だけど、それとは対照的に大地は禍々しい紅に染め上げられ、その上を歩く私達を照らしていた。


東大陸の最北端から歩き始め、まだ一つ目の町にすら辿り着いていないけれど、何だか妙に疲れた気がする。

「カカカ、たまにはこうして地に足を付けて歩くというのも悪くはないのう!」

「アハハハ、この地面の上歩いてると何だか楽しいですよぉー!」

、、、残念ながら気のせいでは無かった。

項垂れる私を余所に、解き放たれたペット二匹は辺りを好き放題駆け回りながら歓喜を上げている。

確かに、この紅い地面は私の領域であり、当人である私でさえも気分を高揚させてくれるのだけど、スコーネとフェアレーターにとっては殊更心地良いらしく、こうして妙にご機嫌になっているのだ。

まぁ、ちゃんと私の目の届く範囲には留まっているから好きにさせているけど、少し警戒感が無さ過ぎではなかろうか、と愚痴の一つでも零したくなってしまう。

と言いつつ、少なくとも結界の外に私達以外の気配は感じられないから別に良いのだけど、、、

「っと、噂をすればかしら」

そんな事を考えていたら、まさに結界の中から何かが近付いてくる気配。

境界まではまだ距離はあるけれど、気配の主はそれなりに力を持つ者らしい。

遊び回っていた二人もそれに気付いて即座に私の下に戻って来て何が起きてもいいように身構えている。

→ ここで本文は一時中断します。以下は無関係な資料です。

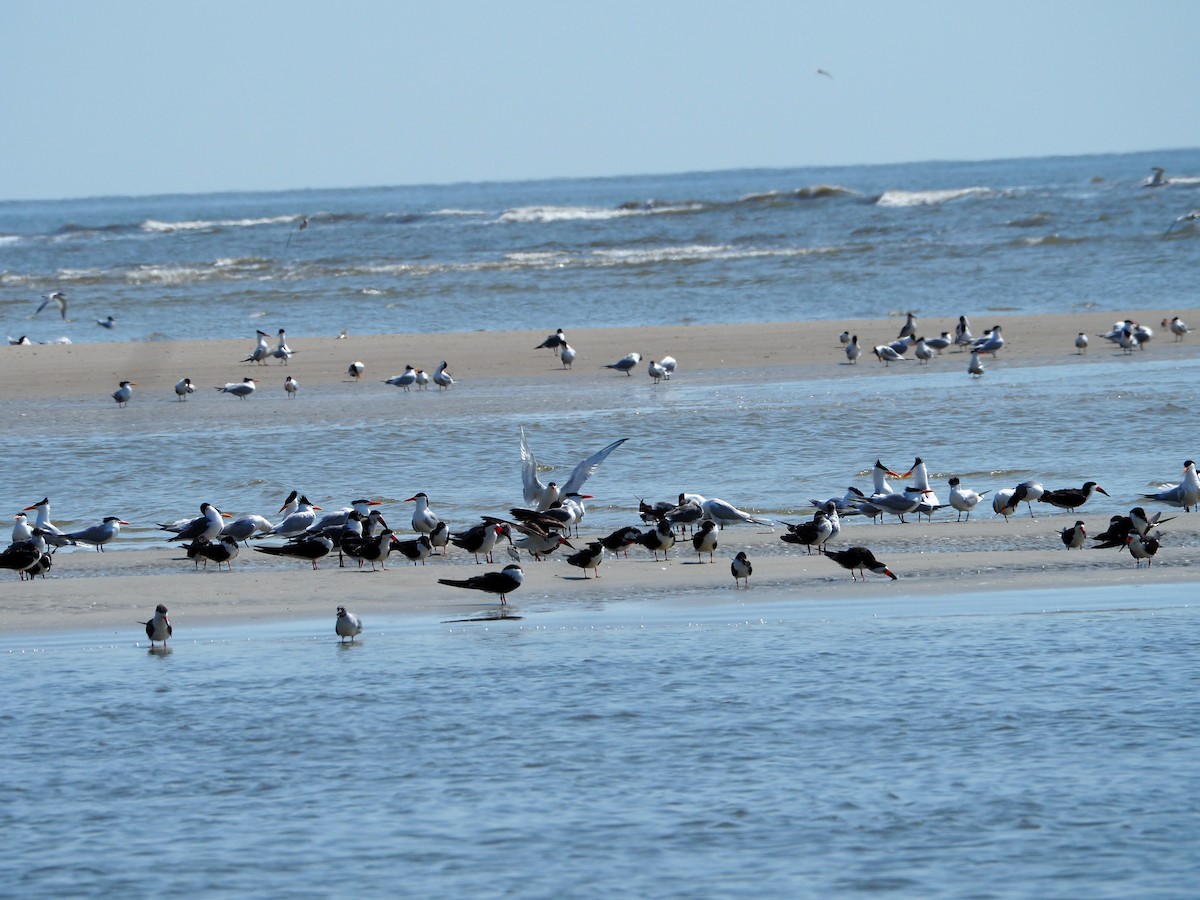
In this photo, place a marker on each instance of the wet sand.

繰り返しにはなるけれど、私達は結界の中には入れない、この結界はネイによってそういう特性を与えられているからだ。

逆を言えば、私達以外は出入りが出来るという事でもあり、

「どうやら向こうから来てくれるみたいよ」

何者かの気配は結界を超え、真っすぐこちらへと向かってくる。

速さからしてすぐにでもその姿は見えてくるだろうけれど、果たして誰が来るのやら、、、

「むっ?よもやあ奴がここに居るのか」

真っ先に気付いたのはスコーネだった。

そのすぐ後に私もそれに気付き、最大級の警戒に移る。

そして、

「やはり来やがったな、クソ共が」

表面上は至って平静を装い、だけど肌で感じられ程に殺気を放つトゥテラリィが静かな怒りを露わにする。

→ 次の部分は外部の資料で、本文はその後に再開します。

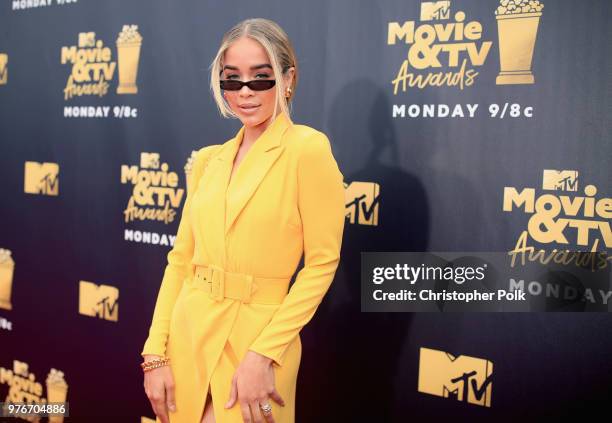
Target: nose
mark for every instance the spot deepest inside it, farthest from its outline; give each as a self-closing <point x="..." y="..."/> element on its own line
<point x="245" y="91"/>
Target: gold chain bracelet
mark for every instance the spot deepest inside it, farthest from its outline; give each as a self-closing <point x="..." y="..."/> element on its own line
<point x="154" y="364"/>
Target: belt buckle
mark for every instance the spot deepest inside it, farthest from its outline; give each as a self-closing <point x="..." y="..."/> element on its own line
<point x="217" y="281"/>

「オレが言えた事じゃねぇがよ、よくも巫女さんを殺しやがったな」

「あの子に会う?今ならまだ感動の再会が出来るかも知れないわよ、、、私の中でね」

「テメェ!」

私の挑発に一気に怒りを爆発させて私目掛けて飛び掛かるトゥテラリィ。

だけど、振り抜かれた右腕はそれよりも尚早く繰り出された手によって受け止められる。

「どうした駄犬。何時になく直情的じゃな?」

「スコーネェ!邪魔すんじゃねぇ!」

「カカカ、主を守れなかった事をそれ程悔いておるか?ならば、我が為す事も理解出来ようて」

トゥテラリィの腕を難無く掴み止めたスコーネが更に挑発し、だけどトゥテラリィはその手を振り解く事が出来ずにいた。

「クソが!オレが力負けしてるってぇのか!」

「愚かよのう。この紅き地の上に於いて我らが敗する道理が無い。即ち」

握り締めた腕を引き戻し、そのままトゥテラリィを地面へと叩き付けるスコーネが、倒れ伏した彼の頭を容赦無く踏み付け、更に鋭い鱗の生えた尾の先端を残る左腕へと突き刺す。

「ガアアア!痛ぇなこのクソッたれがぁ!」

「ギャンギャン吠えるなと言うとろうが、この無能めが。いい加減理解せい、巫女を護れなかった時点で貴様は敗北したのじゃ。今ここに居るのはただ無様を晒す敗者のみ、それを承知で挑んできたのではないのか?」

スコーネの言葉にとうとう返す言葉を失ったトゥテラリィが悔し気に唸り声だけを上げ始める。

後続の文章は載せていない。